I can understand being "invested" in religious beliefs, since an entire after-life may seem dependent on such belief. But it's not just religion I'm talking about.
Think about Cargo cults of the Pacific, they are quasi-religious, but don't promise eternal happiness. Just lots of goodies in the present.
Or the election deniers, all this time after the 2020 election which happened nearly 2 years ago now. More than 60 court cases, legislatures setting up investigations -- and yet nobody has produced anything even remotely approaching evidence of fraud that could have accomplished what they claim. Yet the continue to claim it. Why?
What does QAnon believe? The core QAnon theory is that a cabal of Satanic, cannibalistic sexual abusers of children operating a global child sex trafficking ring conspired against former U.S. President Donald Trump during his term in office. Also that while in office, Trump and his team were secretly fighting the cabal. QAnon was actually an offshoot of Pizzagate, which believed that high-profile Democrats were sexually abusing children at a pizza shop in Washington. One believe even staged an armed raid on the shop.
But, surely, any thinking person would realize that if so many children were being abused by Democrats -- there would be children who, as with various churches, stood up and said, "I was abused -- the Senator (or the priest) did things to me that he shouldn't have." Where are they?

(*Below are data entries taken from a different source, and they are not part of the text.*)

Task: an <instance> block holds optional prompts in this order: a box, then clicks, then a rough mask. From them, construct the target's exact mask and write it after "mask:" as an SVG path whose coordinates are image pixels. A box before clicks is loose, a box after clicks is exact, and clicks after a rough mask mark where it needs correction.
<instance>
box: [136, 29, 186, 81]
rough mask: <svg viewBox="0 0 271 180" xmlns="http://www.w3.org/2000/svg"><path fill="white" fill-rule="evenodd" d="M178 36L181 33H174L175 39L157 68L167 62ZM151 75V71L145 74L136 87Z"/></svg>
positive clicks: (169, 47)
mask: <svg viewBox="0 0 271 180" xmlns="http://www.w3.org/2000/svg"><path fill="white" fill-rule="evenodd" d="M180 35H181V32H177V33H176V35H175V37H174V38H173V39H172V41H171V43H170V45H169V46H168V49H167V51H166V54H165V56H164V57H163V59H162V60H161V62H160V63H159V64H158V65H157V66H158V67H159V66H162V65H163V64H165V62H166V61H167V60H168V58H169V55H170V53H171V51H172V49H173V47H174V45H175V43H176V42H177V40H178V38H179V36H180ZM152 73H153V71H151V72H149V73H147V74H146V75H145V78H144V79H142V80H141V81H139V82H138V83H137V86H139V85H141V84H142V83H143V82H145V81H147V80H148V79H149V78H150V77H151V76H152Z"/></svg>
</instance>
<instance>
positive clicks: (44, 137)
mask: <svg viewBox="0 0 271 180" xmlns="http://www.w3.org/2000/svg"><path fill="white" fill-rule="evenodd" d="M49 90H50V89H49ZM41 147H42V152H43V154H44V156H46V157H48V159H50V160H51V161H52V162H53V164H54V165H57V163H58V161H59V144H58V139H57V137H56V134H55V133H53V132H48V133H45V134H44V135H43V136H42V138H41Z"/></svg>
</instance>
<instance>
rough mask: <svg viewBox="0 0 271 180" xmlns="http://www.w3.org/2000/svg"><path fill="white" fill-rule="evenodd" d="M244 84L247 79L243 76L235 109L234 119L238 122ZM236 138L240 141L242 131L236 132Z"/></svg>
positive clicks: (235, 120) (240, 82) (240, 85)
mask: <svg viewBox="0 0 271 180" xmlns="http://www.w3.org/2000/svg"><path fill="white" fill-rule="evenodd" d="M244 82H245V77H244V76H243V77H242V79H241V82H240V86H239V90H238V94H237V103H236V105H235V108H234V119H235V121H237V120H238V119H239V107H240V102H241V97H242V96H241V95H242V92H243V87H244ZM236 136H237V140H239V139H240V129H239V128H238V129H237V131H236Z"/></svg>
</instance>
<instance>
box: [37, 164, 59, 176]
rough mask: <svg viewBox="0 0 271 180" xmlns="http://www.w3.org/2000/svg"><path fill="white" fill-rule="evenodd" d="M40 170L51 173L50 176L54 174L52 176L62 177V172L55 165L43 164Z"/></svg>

I can understand, to a degree, supernatural beliefs for what one does not know how to explain naturally (which is why, by the way, such beliefs tend to fall off with higher STEM education). Since there are humans, I can sort of understand why many might accept the idea of the creation of Adam and Eve, or other such myths.
But for beliefs such as the above, a person with an IQ larger than their neck size should be able to see that no evidence at all, no matter how diligent the search, is very likely to mean that the belief is not well-founded.